19:15. Ma loro gridavano: toglietelo, toglietelo, crocifiggetelo! Pilato dice loro: Crocifiggerò il vostro Re? I sommi sacerdoti risposero: non abbiamo altro re se non Cesare.
I sommi sacerdoti non sono disposti ad ascoltare le esortazioni di Pilato: si sono completamente allontanati da ogni sogno nazionale di un proprio re ebreo, sono diventati, o almeno sembrano essere, fedeli sudditi di Cesare.
19:16. E poi lo consegnò loro perché fosse crocifisso. E presero Gesù e lo portarono via.
19:17. E portando la sua croce si recò al luogo chiamato Lobno, in ebraico Golgota;
19:18. là lo crocifissero e con lui altri due, da una parte e dall'altra, e in mezzo Gesù.
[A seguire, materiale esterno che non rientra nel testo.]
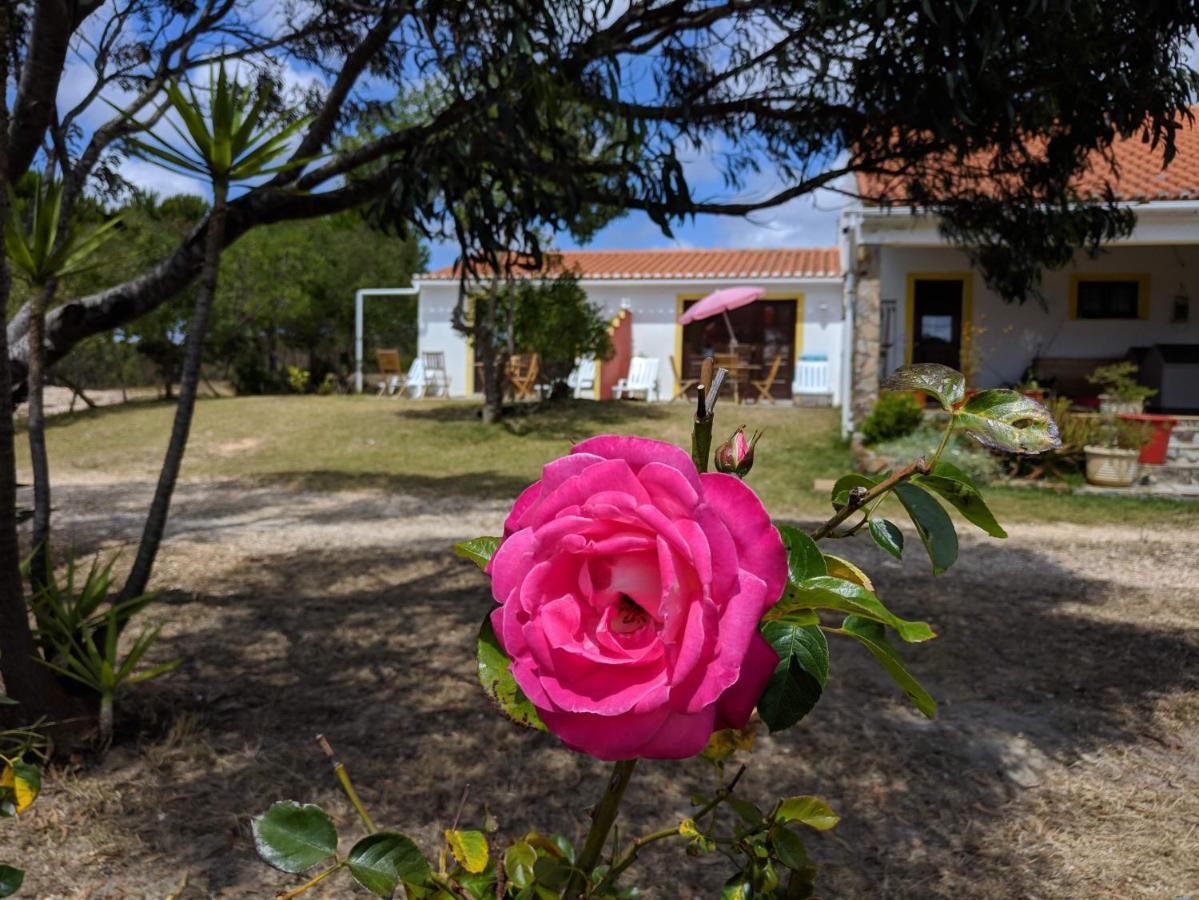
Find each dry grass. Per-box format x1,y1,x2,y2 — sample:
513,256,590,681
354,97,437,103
5,481,1199,900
Vedi l'interpretazione di Matt. 27:24-38.
Perché l'evangelista Giovanni non menziona Simone di Cirene? È molto probabile che egli volesse privare gli antichi gnostici basilidiani del sostegno alla loro opinione secondo cui Simone sarebbe stato crocifisso al posto di Cristo per errore (Ireneo di Lione. “Contro le eresie”, I, 24, 4).
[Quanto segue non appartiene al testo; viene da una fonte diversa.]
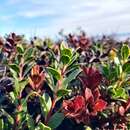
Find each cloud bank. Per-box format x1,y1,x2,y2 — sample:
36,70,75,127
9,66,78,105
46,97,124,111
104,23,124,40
0,0,130,36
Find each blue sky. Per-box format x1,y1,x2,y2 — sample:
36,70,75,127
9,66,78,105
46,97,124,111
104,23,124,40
0,0,130,37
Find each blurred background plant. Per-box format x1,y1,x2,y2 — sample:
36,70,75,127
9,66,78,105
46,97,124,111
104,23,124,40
0,31,130,130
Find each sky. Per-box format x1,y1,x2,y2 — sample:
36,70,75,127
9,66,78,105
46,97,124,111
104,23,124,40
0,0,130,37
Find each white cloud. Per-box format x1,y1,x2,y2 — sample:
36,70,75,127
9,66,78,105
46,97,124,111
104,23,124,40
0,0,130,35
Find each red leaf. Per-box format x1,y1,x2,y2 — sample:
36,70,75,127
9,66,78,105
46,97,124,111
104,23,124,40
94,99,107,112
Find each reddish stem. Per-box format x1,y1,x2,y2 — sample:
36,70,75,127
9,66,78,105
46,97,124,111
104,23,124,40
45,98,56,124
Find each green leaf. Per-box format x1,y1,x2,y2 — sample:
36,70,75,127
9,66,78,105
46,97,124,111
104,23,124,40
48,112,65,129
23,62,34,77
17,44,24,54
113,88,127,99
60,55,70,65
14,79,28,96
57,89,71,97
1,109,14,125
35,122,51,130
61,48,72,58
121,45,129,61
62,69,82,88
9,64,20,74
47,67,61,80
122,62,130,73
24,48,34,61
26,114,35,130
40,93,52,116
0,119,4,130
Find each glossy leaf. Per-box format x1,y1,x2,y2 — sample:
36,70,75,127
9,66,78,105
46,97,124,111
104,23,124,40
57,89,71,97
35,122,51,130
26,114,35,130
123,62,130,73
17,44,24,54
47,67,61,80
40,93,52,116
48,112,65,129
121,45,129,60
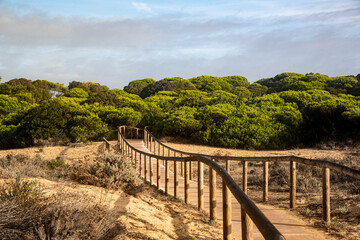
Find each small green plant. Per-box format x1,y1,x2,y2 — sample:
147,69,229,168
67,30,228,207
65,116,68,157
301,208,312,217
206,218,217,224
337,206,349,214
0,177,45,207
19:19. E anche Pilato scrisse un'iscrizione e la pose sulla croce. Stava scritto: Gesù di Nazareth, re dei Giudei.
“scritto e iscrizione”. L'evangelista Giovanni dice dell'iscrizione sulla croce di Cristo che gli ebrei ne erano estremamente insoddisfatti, perché non rifletteva accuratamente il crimine di Gesù, ma tuttavia poteva essere letta da tutti gli ebrei che passarono sul Calvario, e molti di loro non sapeva come “il loro re” si sia ritrovato sulla croce.
19:20. Questa iscrizione fu letta da molti Giudei, perché il luogo dove Gesù fu crocifisso era vicino alla città, e la scrittura era in ebraico, greco e latino.
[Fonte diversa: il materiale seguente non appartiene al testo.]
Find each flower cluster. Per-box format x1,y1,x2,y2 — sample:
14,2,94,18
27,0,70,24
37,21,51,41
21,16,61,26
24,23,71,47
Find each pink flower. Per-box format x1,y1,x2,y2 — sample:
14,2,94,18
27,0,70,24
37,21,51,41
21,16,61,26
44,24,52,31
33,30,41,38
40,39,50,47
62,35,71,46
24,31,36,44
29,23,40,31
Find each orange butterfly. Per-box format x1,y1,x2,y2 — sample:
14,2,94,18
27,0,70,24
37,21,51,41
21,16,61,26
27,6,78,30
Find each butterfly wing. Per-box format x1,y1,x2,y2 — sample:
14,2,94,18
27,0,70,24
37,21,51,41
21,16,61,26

19:21. E i capi sacerdoti dei Giudei dissero a Pilato: non scrivere: Re dei Giudei, ma che Lui ha detto: Io sono il re dei Giudei.
19:22. Pilato rispose: quello che ho scritto, l'ho scritto.
“quello che ho scritto, l’ho scritto”. Pilato non accolse la richiesta dei sommi sacerdoti ebrei di correggere l'iscrizione, apparentemente volendo metterli in imbarazzo di fronte a coloro che non avevano partecipato alla consegna di Cristo a Pilato. È molto probabile che Giovanni, descrivendo questo dettaglio, abbia voluto indicare ai suoi lettori che la provvidenza di Dio in questo caso operava attraverso l'ostinato pagano, annunciando al mondo intero la dignità regale di Cristo crocifisso e la sua vittoria (San Giovanni Crisostomo ).
19:23. I soldati, dopo aver crocifisso Gesù, presero le sue vesti (e le divisero in quattro parti, una parte per ogni soldato) e la tunica. Il chitone non era cucito, ma tessuto dappertutto da cima a fondo.
Giovanni non fornisce un resoconto dettagliato della permanenza di Cristo sulla croce, ma dipinge davanti agli occhi del lettore quattro quadri suggestivi. Ecco la prima immagine: la separazione delle vesti di Cristo da parte dei soldati, di cui i sinottici menzionano solo brevemente. Solo Giovanni riferisce che, in primo luogo, la tunica non era divisa in parti, in secondo luogo, le vesti erano divise tra quattro soldati, e in terzo luogo, che nella divisione delle vesti di Cristo si compiva la profezia sul Messia contenuta nel Salmo 21 (Sal 21). :19).
19:24. Allora si dissero l'un l'altro: non facciamolo a pezzi, ma tiriamo a sorte su chi ricadrà; per compiere ciò che è detto nella Scrittura: «si divisero tra loro le mie vesti e sulla mia veste tirarono la sorte». Anche i soldati.
I soldati incaricati di crocifiggere Cristo erano quattro, e quindi la veste di Cristo fu divisa in quattro parti, ma non si sa esattamente come. L'indumento inferiore, il chitone, come un indumento tessuto, non poteva essere tagliato a pezzi, perché altrimenti l'intero tessuto si disfaceva. Allora i soldati decisero di tirare a sorte per il chitone. È possibile che Giovanni, riferendo questa preservazione dell'integrità della tunica di Cristo, abbia voluto evidenziare la necessità dell'unità della Chiesa di Cristo (San Cipriano di Cartagine. “Sull'unità della Chiesa cattolica”, 7).
Fonte in russo: Bibbia esplicativa o Commentari su tutti i libri delle Sacre Scritture dell'Antico e del Nuovo Testamento: In 7 volumi / Ed. prof. AP Lopuchin. – Ed. 4°. – Mosca: Dar, 2009, 1232 pp.